PARCC testing may become the new form of standardized testing in the Holliston School District for grades three through eleven by the start of the 2015-2016 school year.
PARCC testing was introduced to the Holliston School Board in 2013 for consideration.
“We had a choice in June whether or not to administer MCAS or PARCC for this school year [2014-2015], and our school committee voted to stick with MCAS,” said Assistant Superintendent Dr. Sarah Ahern.
Even though it has not been fully decided whether Holliston will completely switch to the PARCC test, “the state is going to make a decision a year from now as to whether or not we are going to permanently adopt PARCC, and replace MCAS with PARCC” said Dr. Ahern. If the state decides to switch to PARCC testing, then the Holliston Schools must oblige.
The high school level is not going to be taking the PARCC tests this year. There are a lot of issues that still need to be worked out, according to Dr. Ahern.
The PARCC tests cover English and Math. As for science,“there are national science standards, but my understanding is that we are not going to go towards a national science testing. We would stay with MCAS,” said Dr. Ahern.
Last year, the eighth graders in Robert Adams Middle School in Holliston took the PARCC test as a trial run. “It was tough because it came right after MCAS, so I will say that I felt badly that the kids were being so over tested at that point,” said eighth grade English teacher, Ms. Kasey Conahan.
When asked about how the results would be used in determining course placement for students, Ms. Conahan said that teachers are not able to see the results of the PARCC test from the trial run. “So all of the data that has been collected from that test” is never going to be shown to teachers.
“I can’t imagine it mattering,” said Ms. Conahan. In the past Holliston has not used state testing to determine placement for courses.
When asked the same question, Holliston High School math teacher and department head, Ms. Jenna Galster, said she had “No idea how it will affect students’ placement.” Since HHS students have not participated in the PARCC tests yet, there is not a lot of information.
When these tests are administered to students, they will be taking place throughout the school year. “There is a performance based component and an end of year component. The performance based component is designed to be given 75 percent of the way through instruction. The end of year component is designed to be given 90 percent of the way through instruction,” said Dr. Ahern.
The goal of these tests is to “help in developing more of an understanding” of what the students have learned in their courses said Ms. Galster.
The PARCC test will also help students with college placement. State colleges now use the Accuplacer test to determine what math course students will take. They “are going to accept the PARCC test” in lieu of the Accuplacer said Dr. Ahern.

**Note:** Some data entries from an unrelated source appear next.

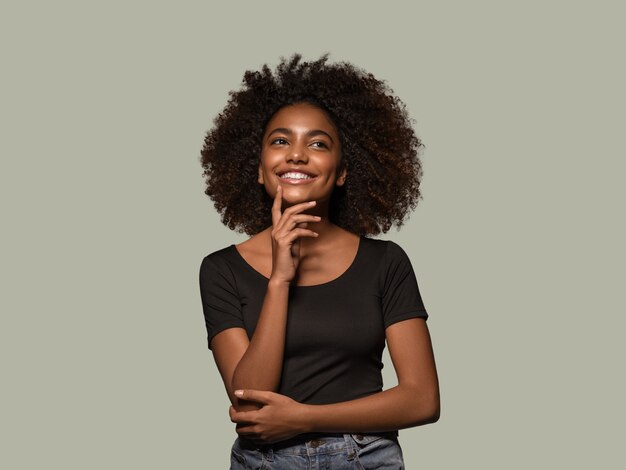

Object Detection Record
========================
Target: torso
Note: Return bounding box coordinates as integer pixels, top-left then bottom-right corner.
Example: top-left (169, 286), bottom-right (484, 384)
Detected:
top-left (236, 226), bottom-right (360, 286)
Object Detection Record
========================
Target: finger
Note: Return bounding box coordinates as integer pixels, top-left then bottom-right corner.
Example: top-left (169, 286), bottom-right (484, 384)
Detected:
top-left (284, 201), bottom-right (317, 215)
top-left (229, 410), bottom-right (256, 425)
top-left (235, 390), bottom-right (276, 404)
top-left (274, 214), bottom-right (322, 233)
top-left (277, 227), bottom-right (319, 245)
top-left (272, 185), bottom-right (283, 227)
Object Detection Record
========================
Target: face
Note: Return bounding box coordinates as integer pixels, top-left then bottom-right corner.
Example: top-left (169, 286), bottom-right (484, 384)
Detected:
top-left (259, 103), bottom-right (346, 206)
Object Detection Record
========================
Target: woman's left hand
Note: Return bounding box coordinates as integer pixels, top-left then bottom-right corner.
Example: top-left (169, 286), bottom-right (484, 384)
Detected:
top-left (229, 390), bottom-right (307, 444)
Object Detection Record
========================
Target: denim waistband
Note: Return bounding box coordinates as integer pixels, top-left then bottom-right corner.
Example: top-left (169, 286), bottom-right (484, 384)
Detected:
top-left (239, 431), bottom-right (398, 450)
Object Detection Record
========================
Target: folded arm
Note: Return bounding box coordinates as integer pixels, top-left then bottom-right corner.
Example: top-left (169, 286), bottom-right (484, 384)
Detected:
top-left (230, 318), bottom-right (439, 442)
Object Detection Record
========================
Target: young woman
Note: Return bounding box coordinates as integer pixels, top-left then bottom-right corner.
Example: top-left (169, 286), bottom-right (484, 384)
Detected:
top-left (200, 55), bottom-right (439, 469)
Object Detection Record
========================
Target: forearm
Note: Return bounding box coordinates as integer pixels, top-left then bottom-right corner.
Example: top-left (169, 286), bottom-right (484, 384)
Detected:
top-left (232, 280), bottom-right (289, 391)
top-left (302, 385), bottom-right (439, 433)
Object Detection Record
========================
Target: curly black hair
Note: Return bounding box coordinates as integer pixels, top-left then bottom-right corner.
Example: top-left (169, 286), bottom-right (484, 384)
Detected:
top-left (200, 54), bottom-right (423, 235)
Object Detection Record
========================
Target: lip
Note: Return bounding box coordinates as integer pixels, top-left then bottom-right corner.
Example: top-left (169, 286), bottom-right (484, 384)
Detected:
top-left (276, 169), bottom-right (317, 184)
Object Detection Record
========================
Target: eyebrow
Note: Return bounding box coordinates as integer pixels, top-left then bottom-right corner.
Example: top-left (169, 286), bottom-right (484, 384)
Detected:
top-left (267, 127), bottom-right (335, 144)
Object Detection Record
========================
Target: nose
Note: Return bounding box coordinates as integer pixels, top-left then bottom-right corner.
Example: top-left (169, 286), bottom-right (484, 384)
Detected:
top-left (287, 143), bottom-right (309, 163)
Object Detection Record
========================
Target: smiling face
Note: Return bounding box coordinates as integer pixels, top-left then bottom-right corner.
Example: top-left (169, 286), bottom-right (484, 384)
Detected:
top-left (259, 103), bottom-right (346, 207)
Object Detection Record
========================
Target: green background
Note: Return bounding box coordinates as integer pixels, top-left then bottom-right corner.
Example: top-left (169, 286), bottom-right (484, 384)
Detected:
top-left (0, 1), bottom-right (626, 470)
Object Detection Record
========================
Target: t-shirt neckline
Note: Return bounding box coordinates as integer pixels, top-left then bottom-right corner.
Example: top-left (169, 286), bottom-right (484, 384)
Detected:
top-left (230, 235), bottom-right (365, 289)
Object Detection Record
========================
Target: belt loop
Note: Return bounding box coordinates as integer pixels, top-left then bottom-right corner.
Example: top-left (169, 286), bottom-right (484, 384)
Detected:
top-left (343, 434), bottom-right (356, 461)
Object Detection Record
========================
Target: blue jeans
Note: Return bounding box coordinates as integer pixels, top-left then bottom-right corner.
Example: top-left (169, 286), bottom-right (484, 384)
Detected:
top-left (230, 434), bottom-right (404, 470)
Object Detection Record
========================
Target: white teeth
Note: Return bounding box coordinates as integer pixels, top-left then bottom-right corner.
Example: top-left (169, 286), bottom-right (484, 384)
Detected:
top-left (280, 171), bottom-right (312, 180)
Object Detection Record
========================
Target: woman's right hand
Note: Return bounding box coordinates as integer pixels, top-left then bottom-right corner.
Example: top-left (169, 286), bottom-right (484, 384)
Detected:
top-left (270, 185), bottom-right (321, 284)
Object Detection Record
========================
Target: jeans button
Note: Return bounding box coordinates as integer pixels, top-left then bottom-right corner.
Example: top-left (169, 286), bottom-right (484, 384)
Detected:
top-left (309, 439), bottom-right (324, 449)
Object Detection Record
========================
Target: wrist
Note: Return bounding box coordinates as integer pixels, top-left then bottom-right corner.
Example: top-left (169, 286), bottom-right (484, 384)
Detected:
top-left (267, 277), bottom-right (291, 290)
top-left (299, 405), bottom-right (315, 434)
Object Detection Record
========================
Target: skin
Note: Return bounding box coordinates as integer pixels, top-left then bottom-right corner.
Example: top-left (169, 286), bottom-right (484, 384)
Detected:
top-left (207, 103), bottom-right (439, 443)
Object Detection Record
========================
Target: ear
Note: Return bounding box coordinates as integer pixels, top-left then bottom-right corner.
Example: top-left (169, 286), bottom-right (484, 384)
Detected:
top-left (257, 165), bottom-right (265, 184)
top-left (335, 168), bottom-right (348, 186)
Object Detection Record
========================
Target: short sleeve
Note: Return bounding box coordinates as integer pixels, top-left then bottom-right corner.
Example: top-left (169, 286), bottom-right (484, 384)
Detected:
top-left (382, 241), bottom-right (428, 328)
top-left (200, 255), bottom-right (244, 349)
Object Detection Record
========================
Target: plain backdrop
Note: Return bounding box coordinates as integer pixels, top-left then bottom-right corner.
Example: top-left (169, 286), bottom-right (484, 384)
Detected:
top-left (0, 0), bottom-right (626, 470)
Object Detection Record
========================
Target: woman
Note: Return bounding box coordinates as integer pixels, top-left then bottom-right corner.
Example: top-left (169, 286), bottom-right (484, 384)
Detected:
top-left (200, 55), bottom-right (439, 469)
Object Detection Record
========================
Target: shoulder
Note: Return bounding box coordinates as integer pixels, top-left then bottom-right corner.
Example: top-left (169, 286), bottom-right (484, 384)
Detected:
top-left (361, 237), bottom-right (409, 264)
top-left (200, 245), bottom-right (237, 277)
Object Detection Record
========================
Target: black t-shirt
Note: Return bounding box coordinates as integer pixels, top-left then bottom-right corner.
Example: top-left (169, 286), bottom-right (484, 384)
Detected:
top-left (200, 237), bottom-right (428, 404)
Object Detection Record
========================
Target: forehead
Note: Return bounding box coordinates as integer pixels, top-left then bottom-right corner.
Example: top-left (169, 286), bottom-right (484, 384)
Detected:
top-left (265, 103), bottom-right (336, 134)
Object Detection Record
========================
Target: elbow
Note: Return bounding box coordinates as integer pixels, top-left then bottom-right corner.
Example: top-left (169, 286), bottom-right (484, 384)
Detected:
top-left (410, 391), bottom-right (441, 427)
top-left (419, 396), bottom-right (441, 424)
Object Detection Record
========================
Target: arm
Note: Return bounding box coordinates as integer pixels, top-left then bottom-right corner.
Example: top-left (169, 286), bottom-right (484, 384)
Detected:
top-left (231, 318), bottom-right (439, 442)
top-left (212, 186), bottom-right (320, 408)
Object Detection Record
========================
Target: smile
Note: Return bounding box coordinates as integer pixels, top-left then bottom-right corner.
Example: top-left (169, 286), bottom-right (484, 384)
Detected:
top-left (278, 171), bottom-right (316, 184)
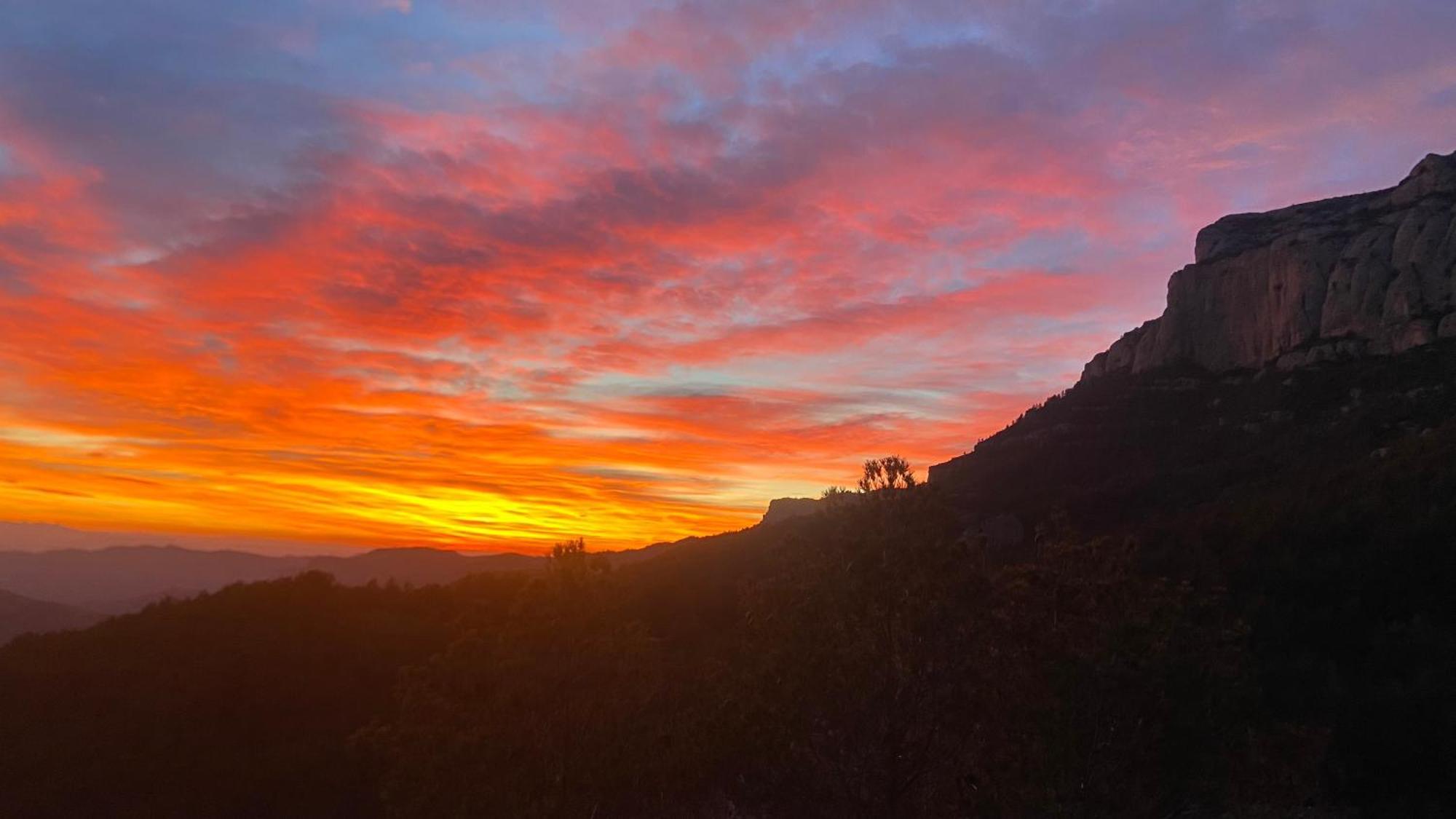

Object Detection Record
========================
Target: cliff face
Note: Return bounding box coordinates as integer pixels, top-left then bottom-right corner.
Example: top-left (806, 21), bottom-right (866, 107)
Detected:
top-left (759, 497), bottom-right (820, 525)
top-left (1082, 153), bottom-right (1456, 380)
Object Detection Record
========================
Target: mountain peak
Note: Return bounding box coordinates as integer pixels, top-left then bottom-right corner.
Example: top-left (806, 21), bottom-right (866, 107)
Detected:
top-left (1082, 153), bottom-right (1456, 380)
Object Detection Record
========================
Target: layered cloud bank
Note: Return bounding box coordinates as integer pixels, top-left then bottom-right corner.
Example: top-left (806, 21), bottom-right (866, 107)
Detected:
top-left (0, 0), bottom-right (1456, 550)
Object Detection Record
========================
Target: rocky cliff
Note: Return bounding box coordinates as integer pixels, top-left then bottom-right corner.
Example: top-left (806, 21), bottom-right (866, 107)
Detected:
top-left (759, 497), bottom-right (820, 523)
top-left (1082, 153), bottom-right (1456, 380)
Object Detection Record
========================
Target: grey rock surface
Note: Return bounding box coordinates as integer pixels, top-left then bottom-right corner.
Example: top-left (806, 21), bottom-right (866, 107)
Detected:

A lot of concerns with the PARCC tests bring up the issue of fairness. “I have some concerns with respect to fairness with the amount of time the tests are designed to be taken in…I think having an opportunity to show what you know, and can do without the constraint of time, I think is something that is pretty valuable,” said Dr. Ahern.
Another worry is that the PARCC tests are computer based. “What I am struggling with is who is responsible for making sure all the students are proficient with the technology, in order to be comfortable with that form of test taking… technology can be a whole additional class that students can take,” said Ms. Conahan.
“In the first couple of years, I am being told that they will have paper based options,” said Dr. Ahern on the matter of having it be a computer based test.
As the state considers moving to PARCC testing, “I just worry that education has become so focused on standardized testing that you lose sight of looking at each kid, helping each kid identify his or her strengths, his or her passions, and finding a place for each individual in our community or society,” said Ms. Conahan.